Friday, April 25, 2014

Who Will You Be When You Grow Up?

Today marked the completion of our unit on the memoir Night by Elie Wiesel. If I am being honest, I always struggle a bit with this work. It is, of course, one of the most important writings of the 20th Century. And beyond that it is a beautfully written piece of literature with its symbolism, use of juxtaposition, and poetic prose.

But - and I realize how absolutely horrible this sounds - I just don't want to teach it sometimes.

Reading passages three times in a day about the murder of babies and the torture of an entire people  becomes depressing. Even typing that makes me feel like a complete jerk. People had to live this horror, and I can't even bring myself to read it?

Because I recognize the deep value of this work, I knew I had to shake things up a bit. I began by creating reading groups that would work through the memoir together. Instead of a traditional reading guide, I gave them activities to do while reading that asked them to deeply consider what Wiesel was trying to accomplish when he wrote his memoir. They had to complete the work together, and come to consensus about what he was trying to say, and how he hoped his readers to responde. I purposely created groups that forced students who were very different from one another to work together. This led to some lengthy debates within the reading groups which is exactly what I had hoped.

Most importantly I started the unit with the question: who do you want to be when you grow up? Right away students started shouting out career choices. No, I told them, that is not what I asked. I asked WHO you wanted to be. This stumped them. It occured to me that we don't ever ask students this question. We focus so much on a career path, that we forget the much more important path to becoming a person character, depth, and impact. Does it matter if you become a doctor, but you cannot show compassion? Or an architect who designs beautiful buildings, but cannot assess the impact of the designs on the community?

As we moved through the story, I kept asking the students to consider who they wanted to be.
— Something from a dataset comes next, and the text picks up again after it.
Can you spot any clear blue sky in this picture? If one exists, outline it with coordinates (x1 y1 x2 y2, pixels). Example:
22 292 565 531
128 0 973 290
There were many difficult discussions. The easy route is to dismiss the Nazi's as "others" - monsters who are somehow very far from who we are as humans. The truth is they were people with families and dreams who somehow (and I am sure I will never understand this) became capable of one the greatest atrocities our world has ever known. One student said that there was no way he would ever do such a thing, and that he would have resisted and spoken up. I pointedly asked him how much he had spoken up when he saw other kids getting bullied. Many students seemed fazed by this point, but then aren't we all guilty of turning a blind eye now and then?

The truth is we are very good at saying we would have done better and been better, but we often fall short when injustice on a small scale is staring us in the face. I looked at my students' expressions today as we watched Wiesel's interview with Oprah at Auschwitz. I was proud of their discomfort, and proud that they were allowing themselves to feel.

If we read a book like Night and simply respond with shock and disgust, then we have turned it into nothing more than a cheap reality television show. A book like this begs you to struggle with your own humanity, and with the choices you make daily. To not allow the book to change you, is to miss its point entirely.

At the end of class today I had a student approach me. He looked me straight in the eye and said, "I wasn't excited to read this book. I felt like we already read too many books about the Holocaust. But this one was different. I could feel what he felt. It was like I struggled with him. And I am afraid that I am not the person I thought I was."

What a beautiful and honest assessment of how we all feel at times. "No," I told him. "We are often not all that we hoped we would be. But the point is that we keep trying to be."

That kid's gonna be all right in this world.